Mohammad-Amin Charusaie

Mohammad-Amin Charusaie, Hussein Mozannar, David Sontag et al. · microsoft-research

One of the goals of learning algorithms is to complement and reduce the burden on human decision makers. The expert deferral setting wherein an algorithm can either predict on its own or defer the decision to a downstream expert helps accomplish this goal. A fundamental aspect of this setting is the need to learn complementary predictors that improve on the human's weaknesses rather than learning predictors optimized for average error. In this work, we provide the first theoretical analysis of the benefit of learning complementary predictors in expert deferral. To enable efficiently learning such predictors, we consider a family of consistent surrogate loss functions for expert deferral and analyze their theoretical properties. Finally, we design active learning schemes that require minimal amount of data of human expert predictions in order to learn accurate deferral systems.

Mohammad-Amin Charusaie, Samira Samadi

Learn-to-Defer is a paradigm that enables learning algorithms to work not in isolation but as a team with human experts. In this paradigm, we permit the system to defer a subset of its tasks to the expert. Although there are currently systems that follow this paradigm and are designed to optimize the accuracy of the final human-AI team, the general methodology for developing such systems under a set of constraints (e.g., algorithmic fairness, expert intervention budget, defer of anomaly, etc.) remains largely unexplored. In this paper, using a $d$-dimensional generalization to the fundamental lemma of Neyman and Pearson (d-GNP), we obtain the Bayes optimal solution for learn-to-defer systems under various constraints. Furthermore, we design a generalizable algorithm to estimate that solution and apply this algorithm to the COMPAS and ACSIncome datasets. Our algorithm shows improvements in terms of constraint violation over a set of baselines.

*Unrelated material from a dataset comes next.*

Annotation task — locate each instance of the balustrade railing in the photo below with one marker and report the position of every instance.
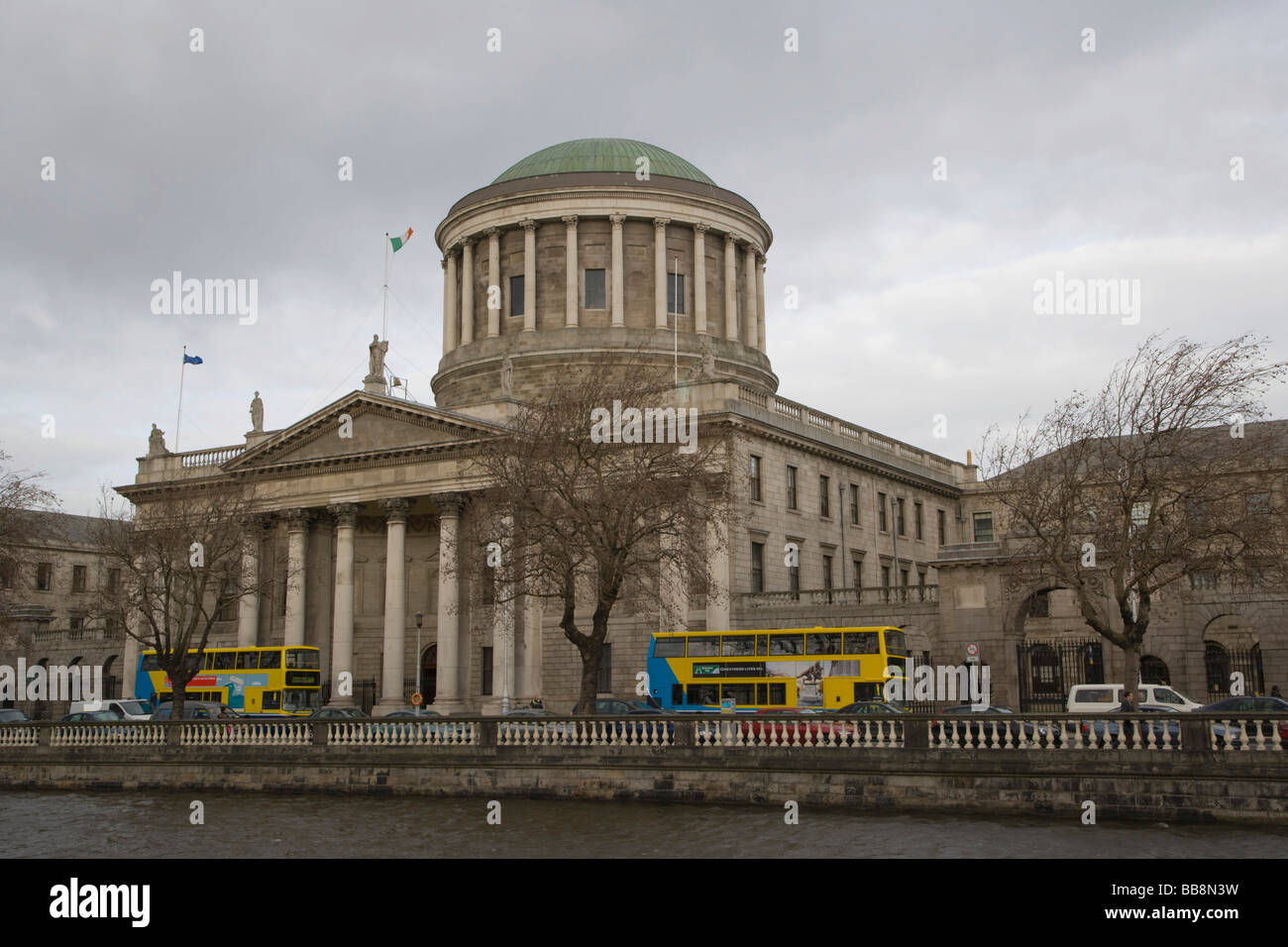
(956, 732)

Margarita Vinaroz, Mohammad-Amin Charusaie, Frederik Harder et al.

Kernel mean embedding is a useful tool to represent and compare probability measures. Despite its usefulness, kernel mean embedding considers infinite-dimensional features, which are challenging to handle in the context of differentially private data generation. A recent work proposes to approximate the kernel mean embedding of data distribution using finite-dimensional random features, which yields analytically tractable sensitivity. However, the number of required random features is excessively high, often ten thousand to a hundred thousand, which worsens the privacy-accuracy trade-off. To improve the trade-off, we propose to replace random features with Hermite polynomial features. Unlike the random features, the Hermite polynomial features are ordered, where the features at the low orders contain more information on the distribution than those at the high orders. Hence, a relatively low order of Hermite polynomial features can more accurately approximate the mean embedding of the data distribution compared to a significantly higher number of random features. As demonstrated on several tabular and image datasets, Hermite polynomial features seem better suited for private data generation than random Fourier features.

Mohammad-Amin Charusaie, Arash Amini, Stefano Rini

There are several ways to measure the compressibility of a random measure; they include general approaches such as using the rate-distortion curve, as well as more specific notions, such as the Renyi information dimension (RID). The RID parameter indicates the concentration of the measure around lower-dimensional subsets of the space. While the evaluation of such compressibility parameters is well-studied for continuous and discrete measures, the case of discrete-continuous measures is quite subtle. In this paper, we focus on a class of multi-dimensional random measures that have singularities on affine lower-dimensional subsets. This class of distributions naturally arises when considering linear transformation of component-wise independent discrete-continuous random variables. To measure the compressibility of such distributions, we introduce the new notion of dimensional-rate bias (DRB) which is closely related to the entropy and differential entropy in discrete and continuous cases, respectively. Similar to entropy and differential entropy, DRB is useful in evaluating the mutual information between distributions of the aforementioned type. Besides the DRB, we also evaluate the the RID of these distributions. We further provide an upper-bound for the RID of multi-dimensional random measures that are obtained by Lipschitz functions of component-wise independent discrete-continuous random variables ($\mathbf{X}$). The upper-bound is shown to be achievable when the Lipschitz function is $A \mathbf{X}$, where $A$ satisfies {\changed$\spark({A_{m\times n}}) = m+1$} (e.g., Vandermonde matrices). When considering discrete-domain moving-average processes with non-Gaussian excitation noise, the above results allow us to evaluate the block-average RID and DRB, as well as to determine a relationship between these parameters and other existing compressibility measures.